It started with passionfruit, which were selling rather cheaply at the supermarket. I bought a fat bag of them and I knew I was going to be stirring a Lemon and Passionfruit Curd that afternoon. Couldn’t be easier, bung it all into a bowl over simmering water and let it emulsify and thicken. The curd, full of wonderful lemon-citrus tang, was complimented in equal part by the fruity hit of the passionfruit. The dark seeds peeking under a glossy sheen of curd made for pretty viewing too. It was sublime and the first taste had me reaching for a sliced bread to smother it on. When needs must people.
I was wondering how to make the most of the curd and turned to pals online; all exceptional bakers; on what to do with the curd. Obviously, the famous Victoria Sponge got quite a few mentions. I tentatively let it be known that I had never baked one. Cue lots of capital letters and question marks! Recipes were thrown in my direction and I was implored, scolded and urged in good hearted measure to give it a go.
So I turned to Nigella’s How to be a Domestic Goddess and tried her Victoria Sponge recipe. My natural laziness let me deviate to the path of least resistance and I opted for the food processor method, where everything is blitzed in the machine to make the batter. The cake suffered for it.
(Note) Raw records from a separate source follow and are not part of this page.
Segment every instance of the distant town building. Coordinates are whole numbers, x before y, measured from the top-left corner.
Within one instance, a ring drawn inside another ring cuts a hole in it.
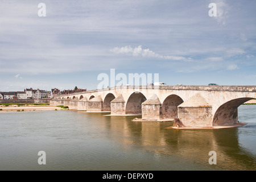
[[[4,100],[13,100],[17,98],[15,93],[14,92],[2,92],[1,94],[2,96],[3,95]]]
[[[26,99],[27,98],[27,95],[26,94],[26,92],[18,91],[16,96],[17,96],[18,99]]]
[[[3,93],[2,94],[2,92],[0,92],[0,100],[3,100]]]
[[[27,99],[32,99],[33,96],[34,96],[34,93],[32,88],[30,89],[26,89],[25,92]]]
[[[59,96],[60,94],[61,94],[61,93],[60,90],[56,88],[52,89],[51,98],[53,98],[54,96]]]
[[[41,97],[41,91],[38,89],[37,90],[33,90],[33,92],[34,92],[34,98],[36,98],[36,99],[39,99],[39,98],[42,98]]]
Dense, it also erupted in the middle, like a volcano and so didn’t really meet any expectations. It was tasty to eat, but a Victoria Sponge it was not.
So the next day, I went for the traditional creaming, adding eggs and flour, slowly and alternately, poured the lemony, buttery batter into a waiting pan and smoothed it with prayers that it would turn out alright. And it did! Looking at the golden fat disc gave me such a sense of accomplishment and pleasure.
For the sandwich bit, I whipped up some double cream, folded in the curd and sandwiched the two halves of the cake. Next, I made a simple glaze of passionfruit juice and icing sugar and poured that on top.
Tasting the large chunk of cake, stabbed onto the end of my fork, I will say that I felt like slapping myself. To think that I had missed out on eating one of the loveliest cakes I have ever baked! The lemon infused, tender crumbed, moist but light sponge was perfectly partnered with with the smooth, tart and tangy curd and the passionfruit glaze added a subtle touch of fruitiness. The rest of the family concurred and the cake was demolished in two days. And I had another ‘must-try-sometime’ item happily struck off the list.
To all the foodie pals out there, you know who you are; I thank you.